Won in 2016 by Amy Sherald, the Outwin is among the country’s most important competitions dedicated solely to supporting innovations within the field of portrait, though the National Portrait Gallery, which administers it, didn’t accept photographic entries until just a few years ago. Bass was motivated to enter the 2022 competition because of another D.C. artist, Sheldon Scott, who was a finalist with a video portrait in 2019.
Bass sees American Woman as an important step in the evolution—and expansion—of the definition of portraiture. “I see the work as representing a kind of persona that is Black women—personified or not personified. Black women are embodied through this one figure,” she said.
Over the course of her performance in front of the camera, Bass uses a chiffon American flag scarf to transform herself into different women from across history. All the while, she moves her body dramatically to give life to the narration and music that plays in the background. “When I wrap the scarf around my head one way and we hear the voice of Fannie Lou Hamer, I’m representing that sharecropper. I’m representing my grandmother,” she explained. “When I tie it around my neck, and we hear the voice of Shirley Chisolm, I represent the political ambitions and contributions [of Black women].”

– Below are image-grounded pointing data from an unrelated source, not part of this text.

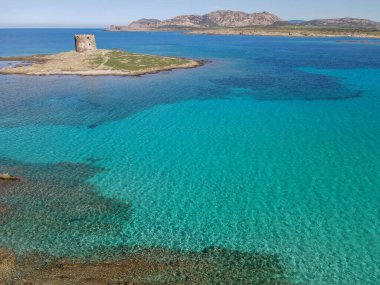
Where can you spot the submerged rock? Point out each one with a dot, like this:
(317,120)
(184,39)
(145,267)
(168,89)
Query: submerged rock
(148,266)
(7,176)
(7,265)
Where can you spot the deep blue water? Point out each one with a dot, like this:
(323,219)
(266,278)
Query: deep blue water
(273,146)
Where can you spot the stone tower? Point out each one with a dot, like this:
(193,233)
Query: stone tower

She added, “It’s not a portrait of me. I don’t see that work as a self-portrait. I really see American Woman as this broad conceptual portrait.”
As part of Simone Leigh’s American Pavilion at the 2022 Venice Biennale, Leigh and curator Rashida Bumbray invited Bass to perform American Woman as part of the exhibition’s Loophole of Retreat, a three-day gathering and symposium of Black women artists and scholars that focused on creative and intellectual labor of Black women and also included fellow artists like Firelei Báez, Ja’Tovia Gary, Grada Kilomba, Lorraine O’Grady, Okwui Okpokwasili, and Tourmaline.
Though American Woman is meant to represent a broad cross-section of Black American women, for Bass the work is a deeply personal one, inspired by her family’s own history of building wealth over the past several generations. Bass is the first person in her family who has never picked cotton. Her first solo show in 2016, “Root Work,” was a response to a story her father told her about picking cotton as a sharecropper during the Jim Crow era. From before the sun rose until after the sun set, 15-year-old Hollie Earl Bass worked at the fields, earning, at most for one day’s work, $7.50 in 1960. “All of the labor and all of the sacrifices of my parents and my parents’ parents, it’s given me the opportunity to do artistic labor and intellectual labor,” she said.